Microsoft to connect Kinect and robots

On the heels of its Kinect for Windows software development kit (SDK), Microsoft is making available a spinoff of it that works with its robotics development toolkit.

On the heels of its Kinect for Windows software development kit (SDK), Microsoft is making available a spinoff of it that works with its robotics development toolkit.

On July 13, Microsoft made available for download its Kinect Services for RDS (Robotics Developer Studio), which is built on top of the new Kinect for Windows SDK beta. To start, Kinect Services for RDS is basically a wrapper around the core Kinect SDK enabling developers to use them with the CCR/DSS programming model that is part of RDS.

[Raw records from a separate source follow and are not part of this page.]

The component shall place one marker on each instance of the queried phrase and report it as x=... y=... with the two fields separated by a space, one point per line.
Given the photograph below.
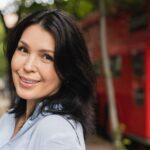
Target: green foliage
x=78 y=8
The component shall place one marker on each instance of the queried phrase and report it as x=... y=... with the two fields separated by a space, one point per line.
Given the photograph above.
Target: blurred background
x=117 y=33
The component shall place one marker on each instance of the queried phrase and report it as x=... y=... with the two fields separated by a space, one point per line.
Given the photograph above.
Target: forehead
x=36 y=36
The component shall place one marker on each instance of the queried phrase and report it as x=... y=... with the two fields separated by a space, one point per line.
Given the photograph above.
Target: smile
x=27 y=83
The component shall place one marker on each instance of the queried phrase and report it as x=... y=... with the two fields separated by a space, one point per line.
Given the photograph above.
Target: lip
x=27 y=82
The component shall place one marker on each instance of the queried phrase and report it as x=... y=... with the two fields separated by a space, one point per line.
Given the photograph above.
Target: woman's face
x=32 y=65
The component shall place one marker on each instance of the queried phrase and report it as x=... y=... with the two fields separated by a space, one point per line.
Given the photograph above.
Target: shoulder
x=56 y=131
x=6 y=117
x=57 y=125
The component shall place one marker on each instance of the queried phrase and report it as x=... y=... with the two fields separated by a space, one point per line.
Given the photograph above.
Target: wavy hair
x=72 y=64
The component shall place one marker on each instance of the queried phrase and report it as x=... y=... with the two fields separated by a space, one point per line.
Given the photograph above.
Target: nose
x=30 y=64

"However, this is only the beginning. Keep your eyes peeled for updates in the fall. We know that there are many practical issues for applying the Kinect technologies to robotics capabilities that we will be addressing in upcoming RDS releases," according to a new blog post on the Microsoft Robotics Blog.

"A few years ago, we recognized that the dawn of robotics in the consumer market was coming, and asked ourselves how we could drive the technologies that will make robotics relevant to the consumer market. There is very interesting and exciting work that is taking place in academia, research, community, and among many start-ups. We didn’t want to replicate these efforts, so we decided to focus on leveraging Microsoft’s vast portfolio of technologies, and the brainpower of Microsoft Research to develop capabilities, scenarios, and experiences that are necessary to push Robotics over the last 'hump' to become part of our everyday live," post author and General Manager of Microsoft Robotics, Stathis Papaefstathiou, blogged.

I just wondered last week whether Microsoft's robotics effort was still alive, given we've heard next to nothing from that team for ages. Given today's update, it sounds like they're still ticking.

Microsoft rolled out the Kinect for Windows SDK beta for non-commercial use in June. Officials have said there will be a commercial version of the SDK, but have declined to say when.  The beta runs on Windows 7 PCs only and is available under a custom Microsoft academic license. The SDK supports C++, C# or Visual Basic development via Visual Studio 2010, and is under 100 MB in size. The SDK was developed jointly by Microsoft Research and the company’s Interactive Entertainment Business unit.